Axa a franchi une étape vers un développement plus indépendant en Asie-Pacifique en annonçant hier avoir conclu un accord avec National Australia Bank (NAB) et Axa Asia Pacific Holdings (Axa APH). Il s'agit pour l'assureur français de prendre le contrôle exclusif de sa filiale (elle en détient aujourd'hui 54%) en Asie-Pacifique, hors Australie et Nouvelle-Zélande. L'accord prévoit en effet la reprise en numéraire de la part d'Axa dans sa filiale par NAB pour 7,2 milliards de dollars australiens (4,9 milliards d'euros), puis celle par Axa des activités asiatiques auprès de NAB pour 9,4 milliards.
NAB et Axa APH avaient de leur côté déjà signé un accord le 17 décembre dernier, mettant à mal la mise en oeuvre d'un schéma comparable proposé auparavant par le gestionnaire d'actifs australien AMP. L'assureur français avait dû patienter jusqu'en février pour entamer formellement les pourparlers avec NAB, à l'expiration de la période d'exclusivité consentie avec AMP.

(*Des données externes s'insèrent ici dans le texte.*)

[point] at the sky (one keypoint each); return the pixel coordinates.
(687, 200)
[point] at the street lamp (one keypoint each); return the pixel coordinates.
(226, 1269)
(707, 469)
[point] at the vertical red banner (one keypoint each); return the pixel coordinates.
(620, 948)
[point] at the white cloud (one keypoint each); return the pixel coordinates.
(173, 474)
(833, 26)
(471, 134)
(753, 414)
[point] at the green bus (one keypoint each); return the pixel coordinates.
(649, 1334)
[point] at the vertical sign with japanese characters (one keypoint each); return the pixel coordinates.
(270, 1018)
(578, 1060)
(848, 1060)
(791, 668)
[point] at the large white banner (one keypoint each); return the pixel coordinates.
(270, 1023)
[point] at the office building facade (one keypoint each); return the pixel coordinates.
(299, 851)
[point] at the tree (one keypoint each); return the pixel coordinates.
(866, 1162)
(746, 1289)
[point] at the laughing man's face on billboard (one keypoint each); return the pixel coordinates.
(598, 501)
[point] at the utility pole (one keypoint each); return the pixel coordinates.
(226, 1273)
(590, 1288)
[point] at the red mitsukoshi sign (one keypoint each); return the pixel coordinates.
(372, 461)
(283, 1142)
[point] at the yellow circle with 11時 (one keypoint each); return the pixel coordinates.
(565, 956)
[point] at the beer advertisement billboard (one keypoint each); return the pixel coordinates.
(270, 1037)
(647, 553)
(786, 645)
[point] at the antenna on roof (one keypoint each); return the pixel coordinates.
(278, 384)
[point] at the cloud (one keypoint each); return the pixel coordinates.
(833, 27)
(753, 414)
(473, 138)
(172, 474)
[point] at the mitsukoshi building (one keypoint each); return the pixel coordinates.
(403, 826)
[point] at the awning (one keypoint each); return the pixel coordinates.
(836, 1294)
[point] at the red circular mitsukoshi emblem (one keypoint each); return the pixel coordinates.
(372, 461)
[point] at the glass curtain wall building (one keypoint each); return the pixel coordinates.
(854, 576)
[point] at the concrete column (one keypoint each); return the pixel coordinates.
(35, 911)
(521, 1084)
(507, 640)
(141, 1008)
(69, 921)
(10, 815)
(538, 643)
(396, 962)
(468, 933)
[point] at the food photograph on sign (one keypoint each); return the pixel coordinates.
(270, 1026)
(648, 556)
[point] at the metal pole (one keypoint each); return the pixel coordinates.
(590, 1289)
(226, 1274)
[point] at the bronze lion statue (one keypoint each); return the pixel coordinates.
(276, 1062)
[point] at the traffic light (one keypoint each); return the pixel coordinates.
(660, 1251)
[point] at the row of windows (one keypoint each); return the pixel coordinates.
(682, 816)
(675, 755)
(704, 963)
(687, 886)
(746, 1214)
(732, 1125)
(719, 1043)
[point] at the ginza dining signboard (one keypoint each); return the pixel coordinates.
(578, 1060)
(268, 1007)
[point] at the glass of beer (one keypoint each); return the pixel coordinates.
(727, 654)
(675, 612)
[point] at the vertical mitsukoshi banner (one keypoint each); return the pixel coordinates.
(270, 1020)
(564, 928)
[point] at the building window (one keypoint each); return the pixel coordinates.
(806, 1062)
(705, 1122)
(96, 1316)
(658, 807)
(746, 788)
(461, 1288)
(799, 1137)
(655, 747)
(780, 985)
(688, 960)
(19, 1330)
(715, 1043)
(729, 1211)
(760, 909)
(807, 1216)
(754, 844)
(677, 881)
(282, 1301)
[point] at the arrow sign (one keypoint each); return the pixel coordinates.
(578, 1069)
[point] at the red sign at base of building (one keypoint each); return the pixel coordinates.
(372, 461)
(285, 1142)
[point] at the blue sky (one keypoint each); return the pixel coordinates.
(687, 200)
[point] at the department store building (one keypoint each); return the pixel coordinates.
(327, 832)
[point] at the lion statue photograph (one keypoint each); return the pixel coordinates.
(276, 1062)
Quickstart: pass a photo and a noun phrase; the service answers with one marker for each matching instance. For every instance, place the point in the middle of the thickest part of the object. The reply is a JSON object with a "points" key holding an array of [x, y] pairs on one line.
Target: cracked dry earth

Pour autant, la bataille n'est peut-être pas totalement perdue pour ce dernier, l'autorité australienne, qui doit rendre son avis final d'ici le 22 avril, ayant émis des réserves préliminaires sur l'offre de NAB au motif qu'elle poserait davantage de soucis que celle d'AMP en termes de concurrence.
Pour séduire les actionnaires minoritaires d'Axa APH, l'offre, qui a reçu, argument de poids, l'approbation du comité des administrateurs indépendants de la filiale, leur propose toujours le choix entre deux options, l'une en numéraire (6,43 dollar par titre apporté), l'autre mixte (0,1745 action et 1,59 dollar).
Axa a tenu à souligner hier que le montant net de 2,2 milliards de dollars à verser est «équivalent» à celui prévu par l'offre initiale d'AMP et lui permettra d'enregistrer une plus-value nette de quelque 700 millions d'euros. Au prix d'un repli limité à un point de son ratio de solvabilité (171% à fin 2009) et d'une hausse de 3 points de son ratio d'endettement (26% à fn 2006). L'opération revêt certes un caractère stratégique aux yeux d'Axa en lui ouvrant, enfin, les portes d'un développement autonome dans la zone Asie-Pacifique.
Marc Effgen, analyste chez Helvea, faisait valoir hier le caractère rassurant de l'accord. Il souligne par ailleurs le moindre risque d'intégration du fait d'une parfaite connaissance de la cible par Axa.